栞里の球種はストレート・スライダー・フォークの三種類。普通なら次はカウントの取れるスライダーだが……

(たぶんフォークだな)

それも低めに外れるボール球。最初の莉子への攻めを見る限り、莉愛は参考にしている配球がある。

(いかに打者を手玉に取るかを考えていたあの人に寄せた配球。ただ、その意図がわかっていないのだろう)

予想通り三球目はワンバウンドするフォーク。何も考えていなければ間違いなく空振りしているくらいいいところから落ちてきた。

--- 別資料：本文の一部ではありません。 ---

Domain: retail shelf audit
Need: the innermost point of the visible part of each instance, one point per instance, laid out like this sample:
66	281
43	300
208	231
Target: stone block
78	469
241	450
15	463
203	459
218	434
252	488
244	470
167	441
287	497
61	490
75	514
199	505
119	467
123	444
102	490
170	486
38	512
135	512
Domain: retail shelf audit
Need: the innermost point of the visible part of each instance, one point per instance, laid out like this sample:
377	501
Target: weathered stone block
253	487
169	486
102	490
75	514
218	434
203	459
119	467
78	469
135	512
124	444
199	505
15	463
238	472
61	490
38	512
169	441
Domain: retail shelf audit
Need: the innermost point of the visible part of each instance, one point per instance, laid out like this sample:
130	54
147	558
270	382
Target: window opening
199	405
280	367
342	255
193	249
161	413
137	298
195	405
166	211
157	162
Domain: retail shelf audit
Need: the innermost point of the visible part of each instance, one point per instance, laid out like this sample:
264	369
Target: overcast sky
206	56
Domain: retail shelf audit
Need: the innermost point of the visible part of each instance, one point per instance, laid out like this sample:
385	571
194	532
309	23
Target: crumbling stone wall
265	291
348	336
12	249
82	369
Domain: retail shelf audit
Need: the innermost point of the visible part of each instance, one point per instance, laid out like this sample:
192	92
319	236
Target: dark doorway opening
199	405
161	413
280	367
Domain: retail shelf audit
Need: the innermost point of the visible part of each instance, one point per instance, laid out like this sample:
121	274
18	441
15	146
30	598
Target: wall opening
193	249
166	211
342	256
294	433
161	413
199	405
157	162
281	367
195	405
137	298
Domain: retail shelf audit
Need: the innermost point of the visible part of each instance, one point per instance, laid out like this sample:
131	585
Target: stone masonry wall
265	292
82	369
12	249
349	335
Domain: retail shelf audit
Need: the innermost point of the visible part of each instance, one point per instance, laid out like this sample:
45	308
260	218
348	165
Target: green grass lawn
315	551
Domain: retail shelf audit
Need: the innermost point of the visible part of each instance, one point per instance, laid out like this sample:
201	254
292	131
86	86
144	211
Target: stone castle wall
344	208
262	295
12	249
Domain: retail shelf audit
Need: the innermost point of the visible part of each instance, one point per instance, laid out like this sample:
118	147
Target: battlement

(ボール先行になった。となるとストレートでカウントを整えに来るだろ?)

私が見送ったことが予想外だったからか、さっきまで早いテンポで行われていたサイン交換に間が生まれる。わずかな間の後に送られたサインに栞里がうなずき、投球に入る。
彼女の手から放たれたボールはハーフスピードで真ん中へと入ってきた。

(甘い!!)

失投と思われる投球を見てスイングに入る。しかし、振り出してから気が付いた。栞里の投じたこのボールが落ちていることに。

ガキッ

見送ればボールだったであろう投球にバットを止めることができずショートに弱々しい打球が転がる。伊織がそれを難なく捌き一塁へ転送。スリーアウト目を取られてしまった。

「ナイスピッチです!!栞里さん!!」
「ありがと、莉愛」

一塁付近でバッティング手袋を外しながらグローブを持ってきてくれるのを待っている間、相手チームのバッテリーがグローブでハイタッチしながらベンチに戻る姿が目に入る。

(意外と考えて組み立ててるみたいだな)

キャッチングもスローイングも決して悪くない。それに配球も経験値不足なところもあるが、考えて組み立てているようで感心してしまう。
監督が唯一の未経験者ながらスタメンとして起用してみたくなる気持ちもわかるな。

「陽香さん!!グローブです!!」
「あぁ、ありがとう」

グローブと帽子を受け取り、ヘルメットとバッティング手袋を渡してマウンドへと向かう。プレートに置いてあるボールを拾い上げ、防具を着けて待っていた莉子の方へと視線を向ける。

(初回はやられたが、次はないからな)

いいようにやられてしまったが今度は必ず打ってみせる。そのためにもまずはこの回を抑えようと投球練習に入った。



 
 

 
後書き
いかがだったでしょうか?
最初から出来すぎかもしれませんがこういうことも意外とあるものなのでご了承ください。